C’est d’abord la personnalité d’Enescu qui fédère ces énergies. Et puis, c’est le mérite de chaque artiste roumain, des orchestres, des chefs d’orchestre, des solistes qui tirent le meilleur parti de l’occasion que constitue le Festival pour promouvoir le travail d’Enescu et sa musique. Enfin et surtout, le travail systématique accompli au fil des années pour organiser le Festival a réussi à mobiliser la communauté musicale et à lui donner l’assurance de pouvoir se présenter à un très haut niveau. Ce n'est pas facile, mais nous constatons aujourd'hui beaucoup plus d'ouverture et d'implication.

Dans le cadre de la programmation, il y a une série consacrée à la musique du XXIe siècle avec une affiche assez éclectique. En quoi la présence de la musique contemporaine est-elle importante ? Comment choisissez-vous les compositeurs proposés dans ces concerts ? 
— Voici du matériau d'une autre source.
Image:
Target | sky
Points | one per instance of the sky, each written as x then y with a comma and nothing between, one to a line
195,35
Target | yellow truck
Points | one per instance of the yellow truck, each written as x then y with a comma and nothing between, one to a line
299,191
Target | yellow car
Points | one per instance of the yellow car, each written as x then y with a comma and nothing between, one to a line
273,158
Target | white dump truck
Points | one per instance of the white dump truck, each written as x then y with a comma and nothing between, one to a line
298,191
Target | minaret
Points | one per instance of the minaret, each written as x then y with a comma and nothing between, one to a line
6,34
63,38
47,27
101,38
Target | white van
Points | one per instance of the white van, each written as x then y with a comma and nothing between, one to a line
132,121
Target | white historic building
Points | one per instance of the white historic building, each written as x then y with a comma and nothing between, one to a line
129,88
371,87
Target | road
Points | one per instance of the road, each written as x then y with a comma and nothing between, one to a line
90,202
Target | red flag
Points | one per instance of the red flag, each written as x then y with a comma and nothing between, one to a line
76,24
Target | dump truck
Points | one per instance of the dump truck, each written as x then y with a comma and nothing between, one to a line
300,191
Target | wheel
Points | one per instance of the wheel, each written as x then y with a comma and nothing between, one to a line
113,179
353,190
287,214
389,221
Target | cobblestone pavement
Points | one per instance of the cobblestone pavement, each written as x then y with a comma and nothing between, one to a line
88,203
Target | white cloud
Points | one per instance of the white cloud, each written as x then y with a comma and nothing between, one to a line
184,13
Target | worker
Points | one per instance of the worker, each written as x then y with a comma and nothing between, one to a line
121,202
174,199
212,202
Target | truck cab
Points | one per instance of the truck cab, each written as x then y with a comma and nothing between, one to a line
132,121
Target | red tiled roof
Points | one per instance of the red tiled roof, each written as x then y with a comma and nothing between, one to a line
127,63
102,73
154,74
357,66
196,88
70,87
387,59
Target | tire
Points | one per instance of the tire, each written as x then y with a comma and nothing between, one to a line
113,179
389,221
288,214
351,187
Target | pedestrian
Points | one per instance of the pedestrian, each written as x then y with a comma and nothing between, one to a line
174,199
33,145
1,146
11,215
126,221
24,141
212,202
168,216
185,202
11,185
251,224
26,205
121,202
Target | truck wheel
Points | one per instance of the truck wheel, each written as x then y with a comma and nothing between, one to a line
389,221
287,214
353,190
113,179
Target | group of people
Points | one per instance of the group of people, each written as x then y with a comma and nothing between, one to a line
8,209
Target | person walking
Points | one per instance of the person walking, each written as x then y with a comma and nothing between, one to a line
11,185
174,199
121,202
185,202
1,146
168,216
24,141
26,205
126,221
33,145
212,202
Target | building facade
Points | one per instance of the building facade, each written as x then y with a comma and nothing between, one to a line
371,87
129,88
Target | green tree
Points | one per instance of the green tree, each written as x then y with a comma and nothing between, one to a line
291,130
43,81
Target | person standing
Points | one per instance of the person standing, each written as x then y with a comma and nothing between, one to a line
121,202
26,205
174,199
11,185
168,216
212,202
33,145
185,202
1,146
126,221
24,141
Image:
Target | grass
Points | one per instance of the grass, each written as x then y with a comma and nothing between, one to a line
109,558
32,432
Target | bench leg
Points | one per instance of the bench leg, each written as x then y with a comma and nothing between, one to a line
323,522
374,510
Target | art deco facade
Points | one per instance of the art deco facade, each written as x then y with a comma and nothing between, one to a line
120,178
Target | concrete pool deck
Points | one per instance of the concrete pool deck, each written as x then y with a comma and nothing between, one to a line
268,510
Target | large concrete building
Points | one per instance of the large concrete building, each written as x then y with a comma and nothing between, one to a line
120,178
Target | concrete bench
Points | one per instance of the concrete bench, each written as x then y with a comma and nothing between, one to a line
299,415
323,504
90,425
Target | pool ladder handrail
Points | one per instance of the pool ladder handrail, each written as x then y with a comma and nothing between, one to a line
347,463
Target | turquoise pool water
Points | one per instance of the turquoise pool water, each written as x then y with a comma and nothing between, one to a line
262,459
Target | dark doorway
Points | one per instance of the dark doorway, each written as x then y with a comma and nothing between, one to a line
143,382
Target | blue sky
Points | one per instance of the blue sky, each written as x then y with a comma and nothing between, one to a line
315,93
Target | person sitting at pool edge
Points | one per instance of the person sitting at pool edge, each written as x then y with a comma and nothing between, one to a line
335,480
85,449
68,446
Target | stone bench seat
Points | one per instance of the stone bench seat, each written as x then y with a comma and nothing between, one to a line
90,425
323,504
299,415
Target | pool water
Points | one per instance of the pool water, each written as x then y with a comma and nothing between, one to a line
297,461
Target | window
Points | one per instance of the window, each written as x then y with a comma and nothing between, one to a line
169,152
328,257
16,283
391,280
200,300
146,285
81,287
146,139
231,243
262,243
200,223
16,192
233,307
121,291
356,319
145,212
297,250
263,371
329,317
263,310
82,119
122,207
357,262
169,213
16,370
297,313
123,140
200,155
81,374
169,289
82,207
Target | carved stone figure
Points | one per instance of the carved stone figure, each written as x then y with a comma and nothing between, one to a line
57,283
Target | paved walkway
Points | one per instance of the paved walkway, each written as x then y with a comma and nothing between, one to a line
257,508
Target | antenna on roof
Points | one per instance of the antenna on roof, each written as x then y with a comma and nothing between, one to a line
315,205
On pourrait dire que la musique contemporaine est elle-même éclectique, elle recouvre différents genres et styles. Nous pensons qu’il est important que le public ait la possibilité de rencontrer les sons actuels, à son niveau de préférence personnel. Pour être un petit miroir des temps, la sélection est nécessairement plurielle.

Le maestro Vladimir Jurowski, directeur artistique du Festival, très bienvenue à mon sens, d'inclure des compositions contemporaines dans une section qui lui est dédiée. En réalité, la structure de la section est, en soi, un petit festival de musique contemporaine qui propose au public les œuvres les plus récentes, déjà consacrées ou en première audition. C'est une manière d’entrer en contact avec le rythme actuel de la musique classique.

Les compositeurs contemporains ont un discours diversifié. Certains se concentrent sur les sons des instruments et expérimentent des dialogues musicaux. D'autres racontent des histoires et les instruments sont simplement des personnages qui parlent. D'autres encore sont intéressés par la texture du son et l'ensemble des sons. Et d'autres enfin combinent différentes techniques, des instruments familiers avec des outils électroniques ou autres.

Nous le verrons dans les histoires racontées par Charlotte Bray, dans les approches presque théâtrales de Nicola Piovanni ou dans les harmonies de Francesco Tristano et dans les constructions élaborées de Penderecki ou encore avec les sons presque super-terrestres de Sven Helbig. J'ai cherché et suivi des compositeurs qui ont des approches différentes. La sélection a tenu compte de la qualité des œuvres et de la disponibilité des compositeurs pour dialoguer, raconter des histoires et même éduquer. Le Forum international est une opportunité pour les musiciens et les mélomanes actuels.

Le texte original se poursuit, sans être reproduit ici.